Frontend development

Core toolkit which helps me be productive and creative.

My laptop is MacBook Pro (Retina, 15-inch, Mid 2015) with 2,5 GHz Intel Core i7 and 16GB of RAM.

Desktop screenshot

I switched from Sublime Text and completely happy with WebStorm's performance. Not to mention that the set of features is way better.

Refactoring feature saves me a lot of time every single day. Autocompletion is great, especially with statically-typed languages.

One of my must-have plugins is IdeaVim. I'm not a power vim-user but navigation and window-management with vim-shortcuts are much faster and, somehow, intuitive for me).

I work all the time in the "Distraction Free" mode, so I see only my code and everything else is called with shortcuts.

My font for a couple of years already is Source Code Pro

WebStorm screenshot

Set of plugins and completions for your bash shell. Does not make your shell as fancy as would ZSH or Fish do, but brings it pretty close. As a bonus, you won't have any compatibility problems with any cli tools, which is the case sometimes with other shells.

My bash-it, along with other configs, you can find in my .dotfiles

My second most used tool while working.

It has two features which stop me from switching to default macOS Terminal app:

• Select to copy — really handy to copy anything from terminal by just selecting it

• Cmd+click on a link to open it — very common case when developing web-applications

I have separate tab for each project and every tab has multiple splits.

iTerm 2 screenshot

A little tool which makes your git-diffs much more legible.

Another CLI tool, user-friendly curl-replacement. I just can't help to forget curl flags every time I use it 😁

Sip

Simple global color-picker which sits in the menu-bar.

Time after time I make mockups for my pet-projects and, at least for web-designs, Sketch fits really well.

I like very much the idea of keeping development environment in some kind of self-contained boxes, so no matter how badly I mess up my system, projects are safe and ready to run.

Previously it was Vagrant, now it's container, as they are much more lightweight.

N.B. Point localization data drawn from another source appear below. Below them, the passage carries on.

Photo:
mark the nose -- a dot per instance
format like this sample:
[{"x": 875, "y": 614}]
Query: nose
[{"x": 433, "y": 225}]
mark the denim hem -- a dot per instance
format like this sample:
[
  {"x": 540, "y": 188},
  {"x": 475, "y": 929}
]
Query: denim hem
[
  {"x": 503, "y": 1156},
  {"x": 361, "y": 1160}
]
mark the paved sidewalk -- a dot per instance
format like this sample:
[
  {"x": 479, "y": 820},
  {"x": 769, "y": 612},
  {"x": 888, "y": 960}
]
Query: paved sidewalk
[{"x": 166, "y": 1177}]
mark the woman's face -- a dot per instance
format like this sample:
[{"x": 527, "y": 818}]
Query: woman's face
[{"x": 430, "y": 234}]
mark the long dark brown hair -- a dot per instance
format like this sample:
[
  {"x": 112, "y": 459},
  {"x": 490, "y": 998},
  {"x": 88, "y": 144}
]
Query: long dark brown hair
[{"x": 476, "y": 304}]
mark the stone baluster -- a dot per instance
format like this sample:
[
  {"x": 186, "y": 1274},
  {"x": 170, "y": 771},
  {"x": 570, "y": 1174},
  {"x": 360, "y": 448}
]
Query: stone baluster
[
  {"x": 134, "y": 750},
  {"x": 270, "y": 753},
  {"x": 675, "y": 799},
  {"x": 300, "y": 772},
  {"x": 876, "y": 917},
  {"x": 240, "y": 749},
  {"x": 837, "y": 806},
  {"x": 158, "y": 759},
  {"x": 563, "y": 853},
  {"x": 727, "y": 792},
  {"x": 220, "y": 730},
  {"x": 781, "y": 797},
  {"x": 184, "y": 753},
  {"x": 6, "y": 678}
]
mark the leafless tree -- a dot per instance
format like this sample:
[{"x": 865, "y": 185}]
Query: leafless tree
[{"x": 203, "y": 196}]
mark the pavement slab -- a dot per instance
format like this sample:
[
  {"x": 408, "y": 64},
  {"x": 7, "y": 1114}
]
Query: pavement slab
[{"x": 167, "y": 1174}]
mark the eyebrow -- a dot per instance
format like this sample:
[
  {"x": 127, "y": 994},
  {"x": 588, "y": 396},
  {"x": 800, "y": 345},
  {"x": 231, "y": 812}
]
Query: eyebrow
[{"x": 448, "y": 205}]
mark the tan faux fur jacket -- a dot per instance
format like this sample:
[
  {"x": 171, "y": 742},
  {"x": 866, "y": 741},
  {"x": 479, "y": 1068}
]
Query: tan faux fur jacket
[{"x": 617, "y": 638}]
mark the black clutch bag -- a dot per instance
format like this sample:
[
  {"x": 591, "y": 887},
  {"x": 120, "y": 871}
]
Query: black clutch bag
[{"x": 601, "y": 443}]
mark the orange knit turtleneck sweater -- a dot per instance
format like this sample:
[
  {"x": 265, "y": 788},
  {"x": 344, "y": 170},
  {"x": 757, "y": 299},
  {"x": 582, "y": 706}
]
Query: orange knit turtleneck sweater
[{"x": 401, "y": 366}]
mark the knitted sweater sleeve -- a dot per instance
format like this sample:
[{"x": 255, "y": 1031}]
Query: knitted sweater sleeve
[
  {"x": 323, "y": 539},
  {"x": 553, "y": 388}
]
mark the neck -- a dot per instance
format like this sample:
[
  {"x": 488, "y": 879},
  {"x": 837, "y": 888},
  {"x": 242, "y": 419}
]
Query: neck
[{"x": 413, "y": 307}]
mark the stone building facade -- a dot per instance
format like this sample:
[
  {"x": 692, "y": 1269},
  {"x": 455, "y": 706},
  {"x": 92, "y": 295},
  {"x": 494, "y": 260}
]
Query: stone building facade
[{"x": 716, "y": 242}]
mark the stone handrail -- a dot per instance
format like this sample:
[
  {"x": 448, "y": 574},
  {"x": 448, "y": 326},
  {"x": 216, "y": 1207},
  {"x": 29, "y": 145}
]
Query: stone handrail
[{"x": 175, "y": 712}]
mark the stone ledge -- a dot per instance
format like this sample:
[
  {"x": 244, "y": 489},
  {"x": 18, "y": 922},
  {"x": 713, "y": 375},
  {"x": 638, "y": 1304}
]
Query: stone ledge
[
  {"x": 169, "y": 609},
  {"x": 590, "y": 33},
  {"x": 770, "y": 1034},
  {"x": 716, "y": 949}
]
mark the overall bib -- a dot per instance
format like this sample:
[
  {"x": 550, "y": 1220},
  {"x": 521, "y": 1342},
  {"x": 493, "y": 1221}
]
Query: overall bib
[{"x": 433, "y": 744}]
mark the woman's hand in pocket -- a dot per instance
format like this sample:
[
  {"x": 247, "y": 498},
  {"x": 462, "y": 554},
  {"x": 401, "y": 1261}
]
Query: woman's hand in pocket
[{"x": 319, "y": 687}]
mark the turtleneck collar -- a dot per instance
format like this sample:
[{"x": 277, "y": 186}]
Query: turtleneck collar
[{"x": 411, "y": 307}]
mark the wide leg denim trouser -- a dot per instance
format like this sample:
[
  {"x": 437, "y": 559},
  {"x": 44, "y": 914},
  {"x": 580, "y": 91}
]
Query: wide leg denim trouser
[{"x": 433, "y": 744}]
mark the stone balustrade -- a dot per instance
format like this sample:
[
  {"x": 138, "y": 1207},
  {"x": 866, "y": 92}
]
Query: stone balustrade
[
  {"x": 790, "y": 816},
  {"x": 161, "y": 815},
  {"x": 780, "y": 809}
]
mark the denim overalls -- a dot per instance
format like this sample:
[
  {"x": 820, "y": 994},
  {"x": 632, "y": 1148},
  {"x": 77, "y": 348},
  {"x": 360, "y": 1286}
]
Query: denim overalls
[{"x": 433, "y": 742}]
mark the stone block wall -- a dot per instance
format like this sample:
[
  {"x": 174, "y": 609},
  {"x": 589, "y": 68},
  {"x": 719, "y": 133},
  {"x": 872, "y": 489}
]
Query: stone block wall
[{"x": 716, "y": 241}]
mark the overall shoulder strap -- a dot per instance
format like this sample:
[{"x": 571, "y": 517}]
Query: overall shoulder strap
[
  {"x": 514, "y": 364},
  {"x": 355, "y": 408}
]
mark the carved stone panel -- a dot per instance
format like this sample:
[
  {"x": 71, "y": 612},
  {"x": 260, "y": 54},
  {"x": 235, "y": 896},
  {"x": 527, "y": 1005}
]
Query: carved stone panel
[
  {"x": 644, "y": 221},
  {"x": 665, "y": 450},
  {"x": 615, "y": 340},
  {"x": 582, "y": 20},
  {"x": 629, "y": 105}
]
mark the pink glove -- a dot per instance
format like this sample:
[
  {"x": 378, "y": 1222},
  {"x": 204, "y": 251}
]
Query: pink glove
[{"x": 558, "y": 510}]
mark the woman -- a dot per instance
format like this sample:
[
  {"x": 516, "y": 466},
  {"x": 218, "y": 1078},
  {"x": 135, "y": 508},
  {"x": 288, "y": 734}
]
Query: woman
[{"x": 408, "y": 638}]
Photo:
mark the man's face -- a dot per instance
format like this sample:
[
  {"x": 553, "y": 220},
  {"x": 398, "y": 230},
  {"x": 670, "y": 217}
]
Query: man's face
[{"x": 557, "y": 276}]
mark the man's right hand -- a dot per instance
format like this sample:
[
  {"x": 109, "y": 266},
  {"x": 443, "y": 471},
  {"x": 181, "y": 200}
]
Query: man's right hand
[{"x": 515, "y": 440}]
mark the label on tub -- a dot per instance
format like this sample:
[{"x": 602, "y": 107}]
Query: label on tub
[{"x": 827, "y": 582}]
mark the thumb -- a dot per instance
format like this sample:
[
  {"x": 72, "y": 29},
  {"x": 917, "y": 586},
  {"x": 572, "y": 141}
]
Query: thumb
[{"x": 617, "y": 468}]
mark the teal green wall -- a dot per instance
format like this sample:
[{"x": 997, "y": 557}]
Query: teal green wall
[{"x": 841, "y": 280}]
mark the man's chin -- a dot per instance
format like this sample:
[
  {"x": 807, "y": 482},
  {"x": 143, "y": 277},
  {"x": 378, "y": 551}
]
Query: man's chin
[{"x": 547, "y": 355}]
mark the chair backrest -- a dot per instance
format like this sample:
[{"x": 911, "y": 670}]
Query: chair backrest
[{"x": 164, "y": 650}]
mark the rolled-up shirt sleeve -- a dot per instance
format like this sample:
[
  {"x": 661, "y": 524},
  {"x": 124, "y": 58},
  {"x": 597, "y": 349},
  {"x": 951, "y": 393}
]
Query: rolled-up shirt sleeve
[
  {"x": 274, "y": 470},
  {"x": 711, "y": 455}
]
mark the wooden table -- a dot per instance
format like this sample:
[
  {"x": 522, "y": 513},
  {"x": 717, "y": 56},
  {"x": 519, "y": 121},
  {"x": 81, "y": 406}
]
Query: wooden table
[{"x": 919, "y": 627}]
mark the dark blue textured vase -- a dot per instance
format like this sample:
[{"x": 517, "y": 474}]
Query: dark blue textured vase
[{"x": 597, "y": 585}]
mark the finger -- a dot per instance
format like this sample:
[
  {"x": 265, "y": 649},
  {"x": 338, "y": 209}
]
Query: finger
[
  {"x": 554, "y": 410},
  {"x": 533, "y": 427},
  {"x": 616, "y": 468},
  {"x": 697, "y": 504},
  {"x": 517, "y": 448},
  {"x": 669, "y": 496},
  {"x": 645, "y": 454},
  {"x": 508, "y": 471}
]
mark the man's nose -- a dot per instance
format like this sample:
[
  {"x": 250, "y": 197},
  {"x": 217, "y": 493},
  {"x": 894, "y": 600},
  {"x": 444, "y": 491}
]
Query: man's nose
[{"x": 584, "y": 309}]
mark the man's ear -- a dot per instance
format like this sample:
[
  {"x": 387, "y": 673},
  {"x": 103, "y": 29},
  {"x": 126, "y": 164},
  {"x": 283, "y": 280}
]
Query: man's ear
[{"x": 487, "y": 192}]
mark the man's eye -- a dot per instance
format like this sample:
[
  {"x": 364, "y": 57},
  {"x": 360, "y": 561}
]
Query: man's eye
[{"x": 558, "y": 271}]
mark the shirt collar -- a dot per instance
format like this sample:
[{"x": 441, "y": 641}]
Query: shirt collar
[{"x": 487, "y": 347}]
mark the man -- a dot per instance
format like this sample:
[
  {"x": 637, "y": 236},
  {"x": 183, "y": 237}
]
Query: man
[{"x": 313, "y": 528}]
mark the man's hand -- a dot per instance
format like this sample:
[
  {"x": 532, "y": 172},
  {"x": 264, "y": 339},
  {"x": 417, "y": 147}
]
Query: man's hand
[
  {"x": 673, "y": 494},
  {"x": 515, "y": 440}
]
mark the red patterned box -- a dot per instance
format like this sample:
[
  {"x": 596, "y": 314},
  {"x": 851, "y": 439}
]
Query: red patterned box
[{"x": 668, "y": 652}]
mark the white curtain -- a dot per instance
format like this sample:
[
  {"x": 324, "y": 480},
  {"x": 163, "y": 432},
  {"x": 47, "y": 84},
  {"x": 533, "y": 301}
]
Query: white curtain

Also, I put into containers software which has dependencies I don't want to be in my host OS. E.g. something needs Python or Ruby or whatever — it goes to container, it's the nice way to keep your system clean.

Consuming information

That mostly happens on my elderly iPhone 5S.

iPhone main screen

These two work in pair, Feedly manages RSS-subscriptions, and Reeder has really good UI for reading feeds (reading something directly in Feedly is a torture btw, don't do that)

Below, my most interesting subscriptions.

English:

Google developer platforms updates

Practical Pixels — pixel-art lessons

Booking.com design blog

Indie Hackers

Russian:

Блог Рахима Давлеткалиева

Блог Ильи Бирмана

Бизнес-линч студии Лебедева

Блог Сергея Короля

Советы Бюро Горбунова

Блог Антона Жиянова

Блог Игоря Штанга

Блог Жени Арутюнова

Also I'm subscribe to my friends movie rates, IMDB has RSS build-in, really useful trick.

I have it installed on a phone and as an extension in a browser, very handy to save something for later reading with just one click.

Besides some entertaining, Twitter for me is a source of programming-related articles which go to Instapaper. Tweetbot so far is the best client, at least because it shows everything in natural chronological order.

Podcasts app

One of the main sources of information for me, not just technical, but in general, and some entertainment of course. I use native iOS Podcasts app. Podcasts are mostly in Russian but also few in English.

English:

Serial

S-Town

Stuff You Should Know

Russian:

Радио-Т

Веб-стандарты

UWP — Еженедельный подкаст от Umputun

Evergreen Podcast

Хекслет

Брендятина

Despite it's a messenger, it has so-called Channels — thematic feeds, where people post short (mainly) news or thoughts, not cluttered like Twitter and one channel is dedicated to some specific topic.

You can find services which generate RSS-feed out of a channel, so you can read them in one place with your usual subscriptions.

Organizing myself

Notes

For me it's always one note for one project, like a workspace, where I collect all todos, URLs, random notes with ideas, etc. Each project has a unique structure, which is very useful when it comes to a creative process of shaping some idea.

Very nice app to store not only passwords but also documents, bank cards information and secret notes, all is encrypted and stored locally.